I don't see this as taking UFCS functionality "further". Rather, I think it's simply more logical that with UFCS you could provide extra operator methods just like you can provide extra "regular" methods. I assumed that UFCS operator overloading would work for sure, and it seems arbitrary to me that it doesn't.
Secondly, compiler needs to know whether operator was overloaded or not. If it knows, it generates code to call "opSomething", if nor - it just doesn't generate anything. Now, imagine what would happen if you write in some module "free" function, supposed to hijack operator overloading method of class or struct in another module. If you compile them together, operator would be overloaded, if separately - nothing would happen. This means that operator overloading would depend on with what you compile your module - sometimes nothing would be overloaded, sometimes it would be with one function, sometimes with another.

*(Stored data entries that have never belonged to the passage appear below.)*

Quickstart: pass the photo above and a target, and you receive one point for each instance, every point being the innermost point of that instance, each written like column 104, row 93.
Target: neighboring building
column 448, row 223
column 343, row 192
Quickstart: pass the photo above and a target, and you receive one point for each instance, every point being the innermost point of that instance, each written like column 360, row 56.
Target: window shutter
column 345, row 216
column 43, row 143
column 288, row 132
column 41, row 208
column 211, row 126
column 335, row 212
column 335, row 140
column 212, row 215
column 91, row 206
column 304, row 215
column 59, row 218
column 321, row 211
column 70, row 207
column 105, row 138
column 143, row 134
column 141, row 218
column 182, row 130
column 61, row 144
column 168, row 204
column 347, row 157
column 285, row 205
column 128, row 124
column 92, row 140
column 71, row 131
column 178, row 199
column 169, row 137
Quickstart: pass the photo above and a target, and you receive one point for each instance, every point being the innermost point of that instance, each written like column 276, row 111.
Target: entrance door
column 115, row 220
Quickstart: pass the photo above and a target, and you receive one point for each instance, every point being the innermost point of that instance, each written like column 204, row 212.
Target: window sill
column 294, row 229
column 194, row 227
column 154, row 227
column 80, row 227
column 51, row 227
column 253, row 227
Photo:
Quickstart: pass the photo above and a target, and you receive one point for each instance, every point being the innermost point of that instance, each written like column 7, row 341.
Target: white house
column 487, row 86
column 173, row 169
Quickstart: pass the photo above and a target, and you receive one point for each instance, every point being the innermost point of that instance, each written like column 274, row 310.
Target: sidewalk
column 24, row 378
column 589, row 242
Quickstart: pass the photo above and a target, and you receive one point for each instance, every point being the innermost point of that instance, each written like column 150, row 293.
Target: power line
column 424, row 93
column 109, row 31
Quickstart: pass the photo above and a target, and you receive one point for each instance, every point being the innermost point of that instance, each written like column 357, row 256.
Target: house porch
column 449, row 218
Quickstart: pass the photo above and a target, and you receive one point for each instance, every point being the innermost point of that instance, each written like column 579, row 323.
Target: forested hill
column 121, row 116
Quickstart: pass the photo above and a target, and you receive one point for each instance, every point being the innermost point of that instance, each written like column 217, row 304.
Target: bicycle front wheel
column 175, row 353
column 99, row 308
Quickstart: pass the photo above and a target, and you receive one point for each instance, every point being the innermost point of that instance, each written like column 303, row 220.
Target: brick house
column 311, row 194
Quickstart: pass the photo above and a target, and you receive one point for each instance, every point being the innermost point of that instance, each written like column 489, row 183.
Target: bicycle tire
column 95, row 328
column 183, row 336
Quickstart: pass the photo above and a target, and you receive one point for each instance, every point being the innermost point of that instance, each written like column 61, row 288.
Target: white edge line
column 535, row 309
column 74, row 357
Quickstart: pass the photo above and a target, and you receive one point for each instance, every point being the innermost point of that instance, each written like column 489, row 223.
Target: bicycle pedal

You use the word "hijack", but free functions can't hijack anything. They can only provide new functionality. The situation you describe is exactly parallel to using UFCS (with regular functions) like this:
//File: mystruct.d module mystruct; struct MyStruct { int _value; } //File: incr1.d module incr1; import mystruct; void incr(ref MyStruct ms) { ms._value += 1; } //File: incr2.d module incr2; import mystruct; void incr(ref MyStruct ms) { ms._value += 2; } //File: main.d module main; import std.stdio; import mystruct; static if (true) // change to false to print "2" import incr1; else import incr2; void main() { MyStruct ms; ms.incr(); writeln(ms._value); // prints "1" }
Thirdly, I see no reason in allowing it - for what purpose does you proposal service for?
The main reason to me is that it would make more sense. It'd seem more logical that way. I can't think of any use cases.